TERREBONNE, Quebec – While Mainers weigh the wisdom of allowing slot machines at harness racing tracks, their neighbors in Quebec seem to have found a way to allow gambling minus the pitfalls of financial losses by unlucky bettors.
Serge Sigouin has set up a business to help himself and other problem gamblers. Housed in a convenience store on a rural highway north of Montreal is Sigouin’s Cafe Mini Casino, a new cashless casino believed to be the first of its kind in Canada.
It started when Sigouin bought his own video slot machine, turned it into a piggy bank of sorts and spent 10 years playing and saving. The countless coins he plunked into the machine helped create the cafe. About 140 problem gamblers, many with their own keys, drop by whenever the mood strikes.
They play one of four video slot machines, or pull up a stool at one of six tables that offer blackjack, poker, roulette or baccarat.
But the only jackpot at this casino comes from the satisfaction players get from knowing their chips and tokens cost them nothing more than the coffee or hamburger on the cafe’s menu.
Maine voters Nov. 4 overwhelmingly rejected a proposal to build a gambling casino in the state, but authorized slot machines at commercial harness racing tracks if voters in the communities where the two tracks are located also approve it.
Proposals to allow slots near Scarborough and Bangor, Maine, are in the midst of local reviews and await state regulatory scrutiny. The proposed slots are much different from what folks play at the Cafe Mini Casino.
For their $1 cup of coffee, a gambler gets 100 credits for the machines or $100 in chips. Likewise, a $3 hamburger results in 200 credits or $200 in chips.
No other money is spent or won, and that’s the way everyone likes it, says Sigouin.
“A gambler is like a baby, you can never take away his toy,” Sigouin said before dealing a few poker hands for three customers on a recent weekday morning.
“A gambler will always gamble because it’s a toy for them. The person who says they’ve quit gambling, in their head they’ve never really quit. They may have stopped because they ran out of money or didn’t want to self-destruct, but if they had the money they would keep going.”
The breaking point for Carol Joly came nine months ago after she had racked up $20,000 in gambling losses.
She tried Gamblers Anonymous but found the program too strict.
“You can’t even bet a coffee just for fun,” Joly said in between poker hands. “It’s black and white.
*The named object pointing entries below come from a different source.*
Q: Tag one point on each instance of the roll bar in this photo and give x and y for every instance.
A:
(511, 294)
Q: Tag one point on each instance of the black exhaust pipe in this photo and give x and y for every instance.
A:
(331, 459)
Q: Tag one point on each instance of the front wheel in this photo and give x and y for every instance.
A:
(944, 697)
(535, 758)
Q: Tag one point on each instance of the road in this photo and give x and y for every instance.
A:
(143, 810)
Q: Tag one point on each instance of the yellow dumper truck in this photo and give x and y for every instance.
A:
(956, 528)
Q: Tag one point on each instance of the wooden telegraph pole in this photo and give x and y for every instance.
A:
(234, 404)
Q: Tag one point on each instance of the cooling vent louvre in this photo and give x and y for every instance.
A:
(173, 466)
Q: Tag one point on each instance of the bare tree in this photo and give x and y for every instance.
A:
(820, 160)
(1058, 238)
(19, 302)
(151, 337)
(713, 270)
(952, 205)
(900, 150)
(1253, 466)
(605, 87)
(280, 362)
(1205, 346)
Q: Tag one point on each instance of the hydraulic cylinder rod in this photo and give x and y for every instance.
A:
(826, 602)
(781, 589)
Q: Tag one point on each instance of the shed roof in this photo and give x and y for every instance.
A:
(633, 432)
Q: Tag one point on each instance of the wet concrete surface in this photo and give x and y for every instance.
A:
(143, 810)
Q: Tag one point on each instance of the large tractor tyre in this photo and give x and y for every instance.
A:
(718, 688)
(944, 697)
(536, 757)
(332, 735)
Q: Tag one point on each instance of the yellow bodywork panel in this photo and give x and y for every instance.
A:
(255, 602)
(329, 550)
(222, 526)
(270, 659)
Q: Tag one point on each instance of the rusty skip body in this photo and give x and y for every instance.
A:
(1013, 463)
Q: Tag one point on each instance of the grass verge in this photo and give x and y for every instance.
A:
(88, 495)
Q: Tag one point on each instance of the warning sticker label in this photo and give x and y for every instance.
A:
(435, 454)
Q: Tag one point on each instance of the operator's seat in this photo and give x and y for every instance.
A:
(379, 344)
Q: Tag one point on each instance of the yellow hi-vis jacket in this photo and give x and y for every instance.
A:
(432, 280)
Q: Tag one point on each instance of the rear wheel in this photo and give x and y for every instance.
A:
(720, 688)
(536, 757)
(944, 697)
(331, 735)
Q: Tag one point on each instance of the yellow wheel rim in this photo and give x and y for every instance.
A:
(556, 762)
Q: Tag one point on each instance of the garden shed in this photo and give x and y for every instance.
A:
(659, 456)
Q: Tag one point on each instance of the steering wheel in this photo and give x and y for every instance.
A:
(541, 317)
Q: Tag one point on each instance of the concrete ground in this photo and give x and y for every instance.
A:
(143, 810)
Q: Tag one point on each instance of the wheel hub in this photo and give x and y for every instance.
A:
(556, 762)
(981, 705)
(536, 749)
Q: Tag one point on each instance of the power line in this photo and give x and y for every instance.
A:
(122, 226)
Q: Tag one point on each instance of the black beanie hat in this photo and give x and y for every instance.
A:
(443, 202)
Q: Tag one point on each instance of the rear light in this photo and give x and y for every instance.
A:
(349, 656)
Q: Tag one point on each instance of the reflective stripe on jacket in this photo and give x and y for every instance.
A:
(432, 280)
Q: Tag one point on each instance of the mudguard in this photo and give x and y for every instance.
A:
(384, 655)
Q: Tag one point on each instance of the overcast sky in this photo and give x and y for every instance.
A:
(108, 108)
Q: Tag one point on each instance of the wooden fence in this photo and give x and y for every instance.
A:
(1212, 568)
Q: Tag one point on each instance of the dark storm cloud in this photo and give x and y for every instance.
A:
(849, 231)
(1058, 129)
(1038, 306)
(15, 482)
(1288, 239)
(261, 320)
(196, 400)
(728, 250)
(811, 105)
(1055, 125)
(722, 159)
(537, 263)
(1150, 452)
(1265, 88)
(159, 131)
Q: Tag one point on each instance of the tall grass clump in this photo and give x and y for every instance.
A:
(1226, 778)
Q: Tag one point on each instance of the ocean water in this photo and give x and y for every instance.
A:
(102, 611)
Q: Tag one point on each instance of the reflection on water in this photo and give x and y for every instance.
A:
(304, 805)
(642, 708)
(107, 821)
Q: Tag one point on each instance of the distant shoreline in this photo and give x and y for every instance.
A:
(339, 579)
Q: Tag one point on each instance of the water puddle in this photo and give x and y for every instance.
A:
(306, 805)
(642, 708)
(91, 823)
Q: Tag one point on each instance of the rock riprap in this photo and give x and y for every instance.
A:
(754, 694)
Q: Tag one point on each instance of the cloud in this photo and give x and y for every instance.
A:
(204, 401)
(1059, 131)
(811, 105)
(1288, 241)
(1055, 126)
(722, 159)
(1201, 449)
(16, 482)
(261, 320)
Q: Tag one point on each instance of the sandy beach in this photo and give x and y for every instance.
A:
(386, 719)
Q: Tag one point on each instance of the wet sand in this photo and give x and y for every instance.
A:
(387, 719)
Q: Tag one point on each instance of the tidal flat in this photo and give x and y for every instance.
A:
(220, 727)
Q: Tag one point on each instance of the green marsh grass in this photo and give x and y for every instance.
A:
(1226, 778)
I’m not saying it’s no good, but I didn’t like it.”
Since the cafe opened in June, Joly spends up to 12 hours a day there playing cards and slots.
But unlike her darker days as a problem gambler, she always goes home from the cafe happy.
“I don’t want to bust the machine, I just want to play,” said Joly. “I come here every day, I spend a little money to eat and drink, I have fun and it costs me nothing.”
Sigouin, whose addiction started as a child playing marbles in the schoolyard and progressed to criminal activity to support his habit, said his primary aim is to help addicts, not make money.
But his cafe differs from traditional gambling treatment programs. It embraces a philosophy of playing for fun and truly understanding the odds rather than quitting cold turkey.
“This is a more sincere approach,” said Sigouin. “What can psychologists and psychiatrists say if they’re not gamblers – ‘Stop playing’? That will do what? I say, “Come here and learn to play and you’ll see that there is no chance against the machines to make your dreams come true.”
While Sigouin readily acknowledges he’s not trying to run an official treatment facility, those experts who are involved in more traditional assistance still question the cafe’s effectiveness in permanently steering gamblers away from real casinos.
“I don’t personally believe in it,” said Claude Bilodeau, a recovering gambling addict who recently founded a treatment center near Montreal.
Bilodeau, who once worked as a male prostitute to pay for his habit, said gamblers must change their behavior by walking away from the games.
“In my opinion it’s still maintaining an illusion,” said Bilodeau. “It could become dangerous because if people feel they’re lucky, it could be an incentive to return to the Montreal casino or video-lottery machines.”